Disclosure of private information may be due to actions of the very service providers entrusted with your information. Most Internet sites promise tough security and privacy policies; however, these protections may be exaggerated, according to Identity Theft 911, an identity theft resolution company. They warn against some of the dangers of cloud computing — in other words, storing data online rather than locally on your computer.
One problem is that some company privacy policies only protect what they call “personally identifiable information,” which includes a person’s name, Social Security number, date of birth and mother’s maiden name. Yet other sensitive tidbits fall outside this category. For example, bank account numbers and home addresses may not be included in the definition.
Even when service providers share seemingly innocuous details, over time, it may provide thieves with all the information they need.
“The identity theft problem continues to escalate, in part, because it’s too easy for companies to collect personal information and too difficult for individuals to safeguard it once it’s in someone else’s possession,” said Marc Rotenberg, executive director of the Washington D.C.-based think tank Electronic Privacy Information Center, in the Identity Theft 911 July newsletter.
Another drawback to cloud computing is the ease with which others may be able to access your e-mails and private documents. Though the Stored Communications Act is designed to safeguard online communications, loopholes allow anyone to sift through your communications as long as the service provider gives them permission. You have no say in what happens to these documents.
“This means that even if the author has not authorized anyone to access his or her private documents, a lot of people could still be looking at them, copying them and doing whatever they want with them,” said David Johnson, a Los Angeles attorney specializing in commercial and digital media law, to Identity Theft 911.
By 2020 most people will complete their work online rather than using software that runs locally on their computer, according to Pew Research Center’s Internet & American Life Project and Elon University’s Imagining the Internet Center. Since it’s nearly impossible that you will be able to avoid the cloud — the Internet — forever, how should you protect yourself?
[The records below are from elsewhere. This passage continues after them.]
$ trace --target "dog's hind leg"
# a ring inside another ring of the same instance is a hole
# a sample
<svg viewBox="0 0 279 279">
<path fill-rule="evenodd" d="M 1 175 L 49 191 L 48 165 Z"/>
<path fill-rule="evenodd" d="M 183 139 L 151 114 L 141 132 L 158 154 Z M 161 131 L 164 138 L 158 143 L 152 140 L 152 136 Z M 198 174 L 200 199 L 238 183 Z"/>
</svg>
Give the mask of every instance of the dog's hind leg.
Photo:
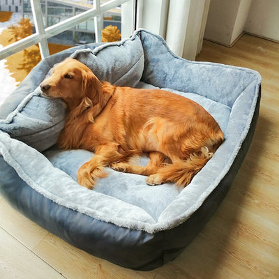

I wish there were some magic way to avoid becoming yet another identity theft casualty. There isn’t, though. A lot of the recommendations provided are just repeats of other advice designed to keep you safe:
- Find out what happens if you stop using a particular site. Do they retain rights to the information you’ve stored there? Do you mind if this happens?
- Less is more protection for your identity. Keep as much personal information offline as possible.